Except Chase Bend-the-Rules Bracken had a problem. A problem that consisted of his body’s reaction to his only lead in the case he had to solve, or he’d be donating his dark blue suits to the Goodwill.

With a sigh of self-disgust, he walked into his apartment and headed straight for the locked spare bedroom. He flipped on the light and crossed the room, ignoring the high-powered scope set up near the window. Without bothering to sit, he leaned over and punched a series of keys on the computer keyboard. In the recorder next to him, surveillance tapes whirred to life then paused until triggered by the subject’s telephone. The red lights on the recording devices glowed.

He was ready, in the preliminary sense. If Jared Romine contacted his sister by telephone, Chase would know about it. His gut told him the rogue agent wouldn’t be so careless; it wasn’t Romine’s style considering he’d been underground for almost three years without so much as a hint to his whereabouts. The Bureau knew that somehow Romine maintained contact with his sister. Chase needed to determine exactly how the murdering agent did it. Then and only then would he be able to track the suspect down.

He arrogantly figured within two weeks he’d know everything he needed to finally apprehend Jared Romine.
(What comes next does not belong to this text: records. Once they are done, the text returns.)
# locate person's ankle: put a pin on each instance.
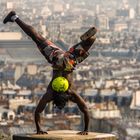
(14, 17)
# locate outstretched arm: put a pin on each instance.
(83, 108)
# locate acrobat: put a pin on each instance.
(61, 87)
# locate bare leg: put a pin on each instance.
(29, 30)
(83, 108)
(40, 107)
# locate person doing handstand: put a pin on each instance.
(63, 64)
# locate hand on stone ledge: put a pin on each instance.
(83, 133)
(42, 132)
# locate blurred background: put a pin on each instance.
(108, 80)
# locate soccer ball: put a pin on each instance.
(60, 84)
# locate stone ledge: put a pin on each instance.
(65, 135)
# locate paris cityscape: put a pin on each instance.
(108, 80)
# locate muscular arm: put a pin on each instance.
(83, 108)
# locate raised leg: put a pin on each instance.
(29, 30)
(48, 97)
(83, 108)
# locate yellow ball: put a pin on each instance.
(60, 84)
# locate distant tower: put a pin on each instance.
(138, 8)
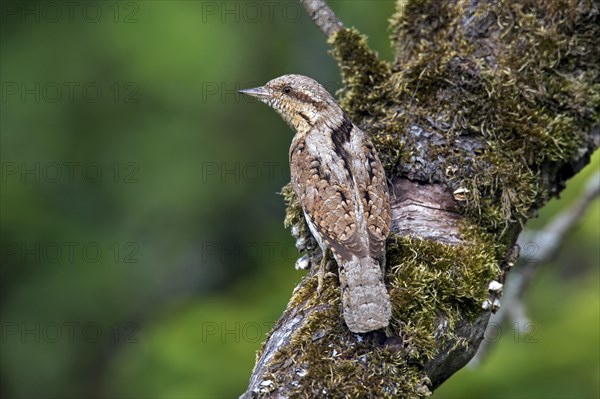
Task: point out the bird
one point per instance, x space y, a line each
342 188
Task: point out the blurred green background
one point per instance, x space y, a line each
143 247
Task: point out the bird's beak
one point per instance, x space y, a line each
259 92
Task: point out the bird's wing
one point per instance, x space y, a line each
372 187
327 199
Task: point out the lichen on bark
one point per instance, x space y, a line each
498 101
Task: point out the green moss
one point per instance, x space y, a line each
494 120
427 281
501 127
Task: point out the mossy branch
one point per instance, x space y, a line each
485 113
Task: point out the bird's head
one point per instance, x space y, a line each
301 101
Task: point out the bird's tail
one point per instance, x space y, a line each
365 299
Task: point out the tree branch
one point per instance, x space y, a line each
487 110
544 243
323 16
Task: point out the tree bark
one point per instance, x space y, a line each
486 111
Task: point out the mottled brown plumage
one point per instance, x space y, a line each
342 188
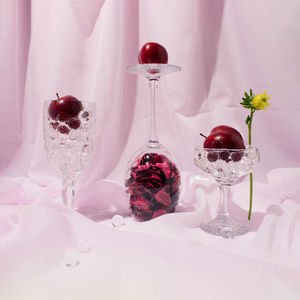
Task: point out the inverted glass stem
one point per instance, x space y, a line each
153 139
224 196
68 191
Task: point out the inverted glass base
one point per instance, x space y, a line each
224 226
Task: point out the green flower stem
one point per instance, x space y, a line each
250 126
251 196
251 174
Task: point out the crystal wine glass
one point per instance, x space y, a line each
153 179
226 166
69 141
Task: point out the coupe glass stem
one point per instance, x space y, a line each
224 196
68 191
153 139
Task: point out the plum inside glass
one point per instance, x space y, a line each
238 163
69 129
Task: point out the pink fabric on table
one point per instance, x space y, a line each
83 48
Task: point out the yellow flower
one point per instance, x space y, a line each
260 101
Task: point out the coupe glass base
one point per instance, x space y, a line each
223 225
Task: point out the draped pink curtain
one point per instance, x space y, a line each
83 48
224 48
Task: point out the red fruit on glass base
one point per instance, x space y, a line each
64 108
224 137
64 111
153 53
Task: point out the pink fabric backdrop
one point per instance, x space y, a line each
82 48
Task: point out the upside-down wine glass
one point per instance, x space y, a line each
153 179
226 166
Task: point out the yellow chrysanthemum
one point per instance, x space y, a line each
260 101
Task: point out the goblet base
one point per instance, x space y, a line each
223 225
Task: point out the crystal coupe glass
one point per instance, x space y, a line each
226 166
69 143
153 179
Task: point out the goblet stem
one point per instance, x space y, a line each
153 139
68 191
224 196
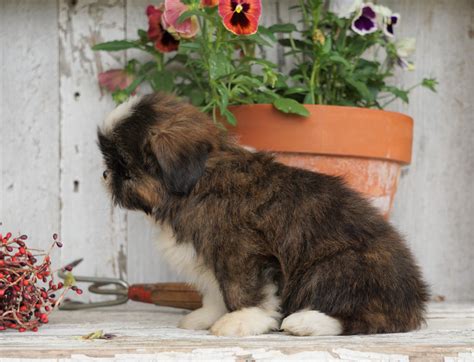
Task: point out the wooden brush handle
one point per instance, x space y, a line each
178 295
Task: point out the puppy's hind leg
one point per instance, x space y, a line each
311 323
251 320
213 307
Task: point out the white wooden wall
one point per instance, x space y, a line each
50 106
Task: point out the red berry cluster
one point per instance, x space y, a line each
28 292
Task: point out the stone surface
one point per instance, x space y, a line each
50 105
149 332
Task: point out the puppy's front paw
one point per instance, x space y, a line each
311 323
201 318
244 322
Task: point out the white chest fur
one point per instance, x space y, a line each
185 261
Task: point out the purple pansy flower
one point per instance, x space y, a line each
389 23
366 21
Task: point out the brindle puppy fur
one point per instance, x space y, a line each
254 221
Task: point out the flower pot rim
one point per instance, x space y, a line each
328 130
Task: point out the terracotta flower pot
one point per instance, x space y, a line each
366 147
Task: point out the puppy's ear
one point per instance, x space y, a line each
181 159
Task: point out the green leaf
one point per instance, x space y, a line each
115 45
282 28
309 98
430 83
187 14
162 81
336 58
197 97
360 87
327 46
399 93
266 32
230 117
219 65
288 105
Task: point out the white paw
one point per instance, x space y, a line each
201 318
245 322
311 323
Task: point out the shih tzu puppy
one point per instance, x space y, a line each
269 246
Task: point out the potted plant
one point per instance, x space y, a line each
325 115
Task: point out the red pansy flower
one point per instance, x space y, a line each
164 41
240 17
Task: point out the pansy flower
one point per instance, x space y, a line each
387 19
173 10
389 23
210 3
240 17
344 8
162 39
366 21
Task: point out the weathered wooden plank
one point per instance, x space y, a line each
29 133
90 226
435 203
149 332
A slow smile spread across his face. He wouldn’t uncover the information by using any of the high-tech surveillance equipment lining the walls of the spare bedroom. He’d learn it the old-fashioned way, by interrogating the suspect’s sister, in ways Chase was positive would never be found in any reference manual.

LONG HOURS WEREN’T NEW to Dee. Nor were shifts that extended long beyond her scheduled twelve hours. She learned to survive the grueling pace by napping whenever possible and drinking as much strong black coffee as her stomach lining could tolerate.

After the weekend she’d spent at the county hospital, followed by the fourteen-hour labor and delivery of Erma Dalton’s sixth child, she should be exhausted, but serving her internship in a busy Los Angeles emergency room two years ago had conditioned her for the endless hours young physicians often handled in the beginning of their careers.